The current code has swapped the mappings for tac 01 and 11 (see results above).

[ranma]

const long timertc = (256 - tma) * (16 << (((tac) & 3) << 1));

Thats not actually the code in gbs.c, which version of the code were you looking at?
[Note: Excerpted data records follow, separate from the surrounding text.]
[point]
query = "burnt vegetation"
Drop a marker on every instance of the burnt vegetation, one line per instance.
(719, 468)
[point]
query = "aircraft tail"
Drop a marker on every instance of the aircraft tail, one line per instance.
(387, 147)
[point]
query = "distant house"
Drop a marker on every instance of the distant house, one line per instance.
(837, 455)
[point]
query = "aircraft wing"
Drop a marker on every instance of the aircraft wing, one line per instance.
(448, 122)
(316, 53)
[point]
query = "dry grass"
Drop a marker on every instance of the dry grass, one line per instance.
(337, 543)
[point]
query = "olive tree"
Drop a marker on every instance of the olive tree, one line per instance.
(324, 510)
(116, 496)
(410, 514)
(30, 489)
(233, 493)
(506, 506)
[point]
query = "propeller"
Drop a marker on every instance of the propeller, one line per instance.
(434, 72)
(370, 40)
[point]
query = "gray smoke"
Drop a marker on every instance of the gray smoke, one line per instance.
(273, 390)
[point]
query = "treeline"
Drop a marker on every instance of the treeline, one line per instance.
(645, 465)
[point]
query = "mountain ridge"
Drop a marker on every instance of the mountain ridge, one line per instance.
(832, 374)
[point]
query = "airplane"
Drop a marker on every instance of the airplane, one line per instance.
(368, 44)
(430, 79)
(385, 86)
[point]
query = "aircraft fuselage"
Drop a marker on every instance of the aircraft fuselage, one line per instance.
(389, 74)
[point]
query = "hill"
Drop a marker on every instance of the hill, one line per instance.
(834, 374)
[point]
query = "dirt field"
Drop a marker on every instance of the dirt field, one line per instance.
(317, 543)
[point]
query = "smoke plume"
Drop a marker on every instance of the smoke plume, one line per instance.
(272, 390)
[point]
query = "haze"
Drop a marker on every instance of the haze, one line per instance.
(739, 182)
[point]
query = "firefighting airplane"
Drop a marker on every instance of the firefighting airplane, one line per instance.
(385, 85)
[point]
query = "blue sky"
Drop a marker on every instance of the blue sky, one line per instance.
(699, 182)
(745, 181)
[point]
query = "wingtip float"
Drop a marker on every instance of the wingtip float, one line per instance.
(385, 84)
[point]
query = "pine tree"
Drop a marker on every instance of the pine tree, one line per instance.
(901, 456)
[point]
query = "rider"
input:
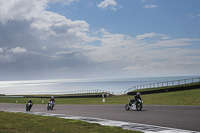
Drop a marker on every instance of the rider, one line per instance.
(31, 103)
(52, 100)
(136, 97)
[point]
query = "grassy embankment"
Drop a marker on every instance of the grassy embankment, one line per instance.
(27, 123)
(186, 97)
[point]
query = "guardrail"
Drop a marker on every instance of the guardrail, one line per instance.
(90, 92)
(163, 84)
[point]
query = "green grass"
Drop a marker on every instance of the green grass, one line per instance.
(187, 97)
(27, 123)
(168, 87)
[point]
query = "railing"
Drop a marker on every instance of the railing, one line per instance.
(164, 84)
(90, 91)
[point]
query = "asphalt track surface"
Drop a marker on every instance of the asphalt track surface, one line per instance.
(181, 117)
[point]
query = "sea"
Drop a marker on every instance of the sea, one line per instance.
(74, 86)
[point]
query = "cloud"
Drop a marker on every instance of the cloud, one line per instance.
(36, 43)
(108, 3)
(150, 6)
(18, 50)
(150, 35)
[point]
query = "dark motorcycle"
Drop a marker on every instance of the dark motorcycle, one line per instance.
(50, 106)
(29, 106)
(135, 105)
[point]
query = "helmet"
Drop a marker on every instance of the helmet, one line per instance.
(138, 94)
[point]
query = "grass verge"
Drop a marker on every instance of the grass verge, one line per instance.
(187, 97)
(27, 123)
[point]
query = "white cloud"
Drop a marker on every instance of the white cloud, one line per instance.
(150, 6)
(18, 50)
(108, 3)
(50, 42)
(150, 35)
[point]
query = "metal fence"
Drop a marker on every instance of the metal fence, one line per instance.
(164, 84)
(89, 92)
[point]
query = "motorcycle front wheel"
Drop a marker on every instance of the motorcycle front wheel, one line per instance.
(139, 107)
(127, 108)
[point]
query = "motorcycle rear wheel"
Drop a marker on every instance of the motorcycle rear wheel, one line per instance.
(139, 107)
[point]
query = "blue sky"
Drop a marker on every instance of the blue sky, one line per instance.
(48, 39)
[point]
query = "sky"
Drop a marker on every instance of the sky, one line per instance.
(57, 39)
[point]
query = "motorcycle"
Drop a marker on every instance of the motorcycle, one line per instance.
(137, 104)
(29, 106)
(50, 105)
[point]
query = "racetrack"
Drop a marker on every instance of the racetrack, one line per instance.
(181, 117)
The actual code in gbs.c is:

long timertc = (256-gbs->tma) * (16 << (((gbs->tac+3) & 3) << 1));

which also matches gbhw.c:

gbhw->timertc = 16 << (((val+3) & 3) << 1);

The first thing it does is rotate the value by three, so the table (for modified val) becomes regular:

00: 262144 01: 65536 10: 16384 11: 4096

The actual timer base Hz is the GBHW_CLOCK / timertc, so the formula (ignoring TMA for now) then becomes:

const long timerbase = (4194304 / (16 << (((tac + 3) & 3) << 1)));
printf("timerbase: %ld\n", timerbase);

Adjusting your code for that I get:

$ gcc -o /tmp/tac /tmp/tac.c
$ /tmp/tac
00: 4096
01: 262144
10: 65536
11: 16384
----current code---
tac: 0
timerbase: 4096
tac: 1
timerbase: 262144
tac: 2
timerbase: 65536
tac: 3
timerbase: 16384

Which matches (so the code in ghbw.c is correct) and is the rate at which TIMA increases. Now TMA is reload value for TIMA when it overflows, so effectively the divider: TMA 0 -> 256 base clocks per interrupt, TIMA restarts at 0 TMA 1 -> 255 base clocks per interrupt, TIMA restarts at 1 TMA 255 -> 1 base clock per interrupt, TIMA restarts at 255

So the correct full formula should be: const double timerirqhz = (4194304.0 / (16 << (((tac + 3) & 3) << 1))) / (256 - tma)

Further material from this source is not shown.